In late years, attention has be riveted to composite oxide materials as ferroelectric materials, oxide magnetic materials, oxide semiconductor materials, nonlinear optical materials, insulating materials, transparent electrode materials, low dielectric materials and oxide superconducting materials. Such a composite oxide material is comprised of various blocks having different in composition, lattice constant or crystallographic structure, layered one on top of another. This structural peculiarity has made it difficult to make up a composite oxide material satisfactory in crystallinity with the block epitaxially grown one on top of another.
A Cu group superconducting material that has attracted attention as an oxide superconducting material has a crystallographic structure in which a charge supply block and a superconducting block are formed one on top of another so as to be oriented in a direction of the crystallographic c-axis. Realizing a Cu group superconducting material excellent in superconducting properties requires realizing a crystallographic structure that is excellent in the c-axial orientation of both a charge supply and a superconducting block. However, large lattice mismatch between the charge supply and superconducting block makes it difficult to cause these block to grow epitaxially one on top of another. Indeed, it has been believed difficult to cause those blocks to so grow epitaxially by any method other than high-pressure synthesis and post annealing in Tl vapor.
Manufacturing a Cu group superconducting material by high pressure synthesis or Tl or Hg post annealing, however, has presented such problems as being costly, making it hard to yield thin films large in area, inadequacy for volume production and also toxicological problems. Further, it has entailed difficulties in controlling the basic unit cell structure as desired to make the material reproducibly and has required a high temperature and long term post annealing heat treatment in an oxidizing or reducing atmosphere for the material made. Moreover, the need for a high temperature in the process of manufacture has required the crystalline substrate on which a thin crystalline film satisfactory in the c-axial orientation is to be formed to be only a limited material that can withstand the high temperature.
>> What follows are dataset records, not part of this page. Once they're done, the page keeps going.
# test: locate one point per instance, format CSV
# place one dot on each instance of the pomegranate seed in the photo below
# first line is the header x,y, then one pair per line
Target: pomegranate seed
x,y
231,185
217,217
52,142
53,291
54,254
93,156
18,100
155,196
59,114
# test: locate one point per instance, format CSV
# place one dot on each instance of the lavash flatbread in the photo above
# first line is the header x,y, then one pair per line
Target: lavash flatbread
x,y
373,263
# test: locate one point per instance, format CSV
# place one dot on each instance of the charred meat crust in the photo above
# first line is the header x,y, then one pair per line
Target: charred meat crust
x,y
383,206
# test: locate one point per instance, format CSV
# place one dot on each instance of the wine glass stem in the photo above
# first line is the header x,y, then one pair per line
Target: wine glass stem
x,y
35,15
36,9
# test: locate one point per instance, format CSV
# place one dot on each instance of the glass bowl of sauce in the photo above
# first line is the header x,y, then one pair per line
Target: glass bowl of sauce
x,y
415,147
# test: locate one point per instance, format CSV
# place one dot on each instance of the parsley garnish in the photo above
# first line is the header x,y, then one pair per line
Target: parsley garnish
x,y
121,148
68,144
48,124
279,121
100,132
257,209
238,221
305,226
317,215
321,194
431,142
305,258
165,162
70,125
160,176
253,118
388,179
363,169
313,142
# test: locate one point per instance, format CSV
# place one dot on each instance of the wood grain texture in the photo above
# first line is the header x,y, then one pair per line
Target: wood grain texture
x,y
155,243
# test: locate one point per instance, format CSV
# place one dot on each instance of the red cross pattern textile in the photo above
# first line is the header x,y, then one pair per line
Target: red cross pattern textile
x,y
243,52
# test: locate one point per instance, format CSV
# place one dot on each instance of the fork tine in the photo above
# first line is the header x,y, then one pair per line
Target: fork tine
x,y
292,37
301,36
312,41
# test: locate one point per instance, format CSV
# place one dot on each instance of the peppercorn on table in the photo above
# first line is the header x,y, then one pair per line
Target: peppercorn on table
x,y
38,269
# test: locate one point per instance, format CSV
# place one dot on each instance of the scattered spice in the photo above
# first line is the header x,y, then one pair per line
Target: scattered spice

These problems in the prior art mentioned as for Cu group superconducting materials commonly apply to composite oxide materials in general.
With the aforementioned problems born in mind, it is accordingly an object of the present invention to provide a method and an apparatus which permit making a thin film of composite oxide with satisfactory crystallinity easily and at a low temperature, with the capability of controlling the basic unit cell structure as desired, without necessitating either high temperature or high pressure and without the need for a post annealing. It is also an object of the present invention to provide a thin film of composite oxide made by such a method or an apparatus.